Report on Whakaari/White Island (New Zealand) — 8 August-14 August 2012
Smithsonian / US Geological Survey Weekly Volcanic Activity Report, 8 August-14 August 2012
Managing Editor: Sally Kuhn Sennert
Please cite this report as:
Global Volcanism Program, 2012. Report on Whakaari/White Island (New Zealand). In: Sennert, S K (ed.), Weekly Volcanic Activity Report, 8 August-14 August 2012. Smithsonian Institution and US Geological Survey.
37.52°S, 177.18°E; summit elev. 294 m
All times are local (unless otherwise noted)
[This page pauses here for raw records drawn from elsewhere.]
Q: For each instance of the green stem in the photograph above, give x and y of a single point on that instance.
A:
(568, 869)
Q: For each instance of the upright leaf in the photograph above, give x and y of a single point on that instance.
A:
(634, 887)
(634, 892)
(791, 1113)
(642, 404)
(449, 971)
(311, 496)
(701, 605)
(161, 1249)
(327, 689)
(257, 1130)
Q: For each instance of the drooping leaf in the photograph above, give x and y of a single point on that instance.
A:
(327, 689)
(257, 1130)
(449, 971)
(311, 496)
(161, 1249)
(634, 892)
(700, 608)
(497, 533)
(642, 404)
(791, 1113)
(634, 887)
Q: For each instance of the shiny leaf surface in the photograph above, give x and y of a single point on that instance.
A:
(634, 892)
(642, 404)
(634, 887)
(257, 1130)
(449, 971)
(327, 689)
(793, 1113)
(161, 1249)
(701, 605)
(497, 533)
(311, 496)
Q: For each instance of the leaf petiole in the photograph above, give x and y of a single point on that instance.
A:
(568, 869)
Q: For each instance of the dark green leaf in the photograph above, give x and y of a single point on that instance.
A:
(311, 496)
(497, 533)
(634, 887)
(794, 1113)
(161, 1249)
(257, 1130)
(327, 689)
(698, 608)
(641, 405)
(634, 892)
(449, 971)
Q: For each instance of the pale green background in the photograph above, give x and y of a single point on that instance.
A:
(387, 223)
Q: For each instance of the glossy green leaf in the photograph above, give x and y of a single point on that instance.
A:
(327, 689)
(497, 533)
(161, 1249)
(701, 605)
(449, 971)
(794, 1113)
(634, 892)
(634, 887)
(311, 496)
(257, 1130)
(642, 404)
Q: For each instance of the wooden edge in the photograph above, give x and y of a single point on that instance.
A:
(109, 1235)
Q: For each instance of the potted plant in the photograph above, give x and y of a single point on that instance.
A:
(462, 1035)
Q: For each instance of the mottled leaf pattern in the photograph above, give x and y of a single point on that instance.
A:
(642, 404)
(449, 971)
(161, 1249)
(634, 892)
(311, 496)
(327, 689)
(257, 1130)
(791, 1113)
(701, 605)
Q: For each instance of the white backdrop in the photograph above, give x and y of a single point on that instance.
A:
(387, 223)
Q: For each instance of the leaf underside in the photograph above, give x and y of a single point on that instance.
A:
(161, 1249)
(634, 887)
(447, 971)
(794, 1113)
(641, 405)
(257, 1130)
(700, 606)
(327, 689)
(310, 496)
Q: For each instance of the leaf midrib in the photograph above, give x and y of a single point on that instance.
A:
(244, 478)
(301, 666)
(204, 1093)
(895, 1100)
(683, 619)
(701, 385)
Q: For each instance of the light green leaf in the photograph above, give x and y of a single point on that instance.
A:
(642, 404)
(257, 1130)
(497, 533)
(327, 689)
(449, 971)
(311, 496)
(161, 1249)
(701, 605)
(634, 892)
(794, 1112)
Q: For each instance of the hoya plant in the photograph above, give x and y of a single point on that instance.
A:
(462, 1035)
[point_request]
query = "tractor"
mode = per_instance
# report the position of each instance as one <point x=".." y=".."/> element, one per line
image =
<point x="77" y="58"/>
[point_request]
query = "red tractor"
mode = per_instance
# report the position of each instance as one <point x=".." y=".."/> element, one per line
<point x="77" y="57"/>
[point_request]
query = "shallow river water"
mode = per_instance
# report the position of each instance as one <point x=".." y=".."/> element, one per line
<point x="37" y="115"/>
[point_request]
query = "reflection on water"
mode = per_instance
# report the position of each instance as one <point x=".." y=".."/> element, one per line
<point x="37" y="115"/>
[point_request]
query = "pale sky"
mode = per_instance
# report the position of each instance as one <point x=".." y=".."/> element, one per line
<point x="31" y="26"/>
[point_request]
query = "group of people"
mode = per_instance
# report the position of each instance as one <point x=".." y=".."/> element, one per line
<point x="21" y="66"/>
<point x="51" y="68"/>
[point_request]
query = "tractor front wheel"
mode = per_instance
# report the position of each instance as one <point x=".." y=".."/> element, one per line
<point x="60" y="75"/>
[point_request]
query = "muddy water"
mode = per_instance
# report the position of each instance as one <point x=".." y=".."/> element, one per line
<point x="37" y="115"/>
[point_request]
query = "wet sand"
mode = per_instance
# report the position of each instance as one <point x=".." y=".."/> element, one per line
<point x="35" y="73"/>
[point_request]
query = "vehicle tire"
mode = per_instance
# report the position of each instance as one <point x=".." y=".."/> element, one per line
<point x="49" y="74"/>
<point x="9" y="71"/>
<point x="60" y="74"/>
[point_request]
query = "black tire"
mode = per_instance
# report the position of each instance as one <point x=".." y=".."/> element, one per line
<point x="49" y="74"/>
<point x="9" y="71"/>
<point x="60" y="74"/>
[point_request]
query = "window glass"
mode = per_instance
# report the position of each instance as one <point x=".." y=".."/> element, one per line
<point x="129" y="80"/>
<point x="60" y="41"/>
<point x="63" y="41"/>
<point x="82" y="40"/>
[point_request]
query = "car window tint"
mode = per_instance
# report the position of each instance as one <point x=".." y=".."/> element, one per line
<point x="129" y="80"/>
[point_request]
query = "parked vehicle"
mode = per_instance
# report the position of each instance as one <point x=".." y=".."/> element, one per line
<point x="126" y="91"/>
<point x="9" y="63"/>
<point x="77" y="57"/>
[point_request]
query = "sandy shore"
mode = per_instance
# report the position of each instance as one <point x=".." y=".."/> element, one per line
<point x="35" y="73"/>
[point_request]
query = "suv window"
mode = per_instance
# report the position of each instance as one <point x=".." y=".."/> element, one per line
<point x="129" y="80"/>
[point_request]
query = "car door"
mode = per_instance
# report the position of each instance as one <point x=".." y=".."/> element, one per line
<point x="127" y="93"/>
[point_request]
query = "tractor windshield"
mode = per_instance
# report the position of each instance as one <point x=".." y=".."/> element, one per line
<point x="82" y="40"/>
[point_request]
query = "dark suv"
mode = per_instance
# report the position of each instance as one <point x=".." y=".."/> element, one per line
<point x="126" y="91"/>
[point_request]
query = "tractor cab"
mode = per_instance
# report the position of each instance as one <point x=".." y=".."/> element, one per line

The GeoNet Data Centre reported that scientists visited White Island on 9 August and observed an ash plume rising as high as 300 m from a new vent in the SW corner of the 1978/1990 Crater Complex. Black ash was depositing on the wall of the Main Crater to the W of the vent. The vent had started to build a tuff cone and there were impact craters around it created by ejecta from explosions. There was no sign of impact craters or blocks outside of the 1978/1990 Crater area. During 9-14 August volcanic tremor remained at low levels and a weak ash-and-steam plume rose a few hundred meters from the vent. The plume color changed between white and gray as the ash content varied. On 13 August the Alert Level remained at 2 (on a scale of 0-5), and the Aviation Colour Code was lowered to Yellow (second lowest on a four-color scale).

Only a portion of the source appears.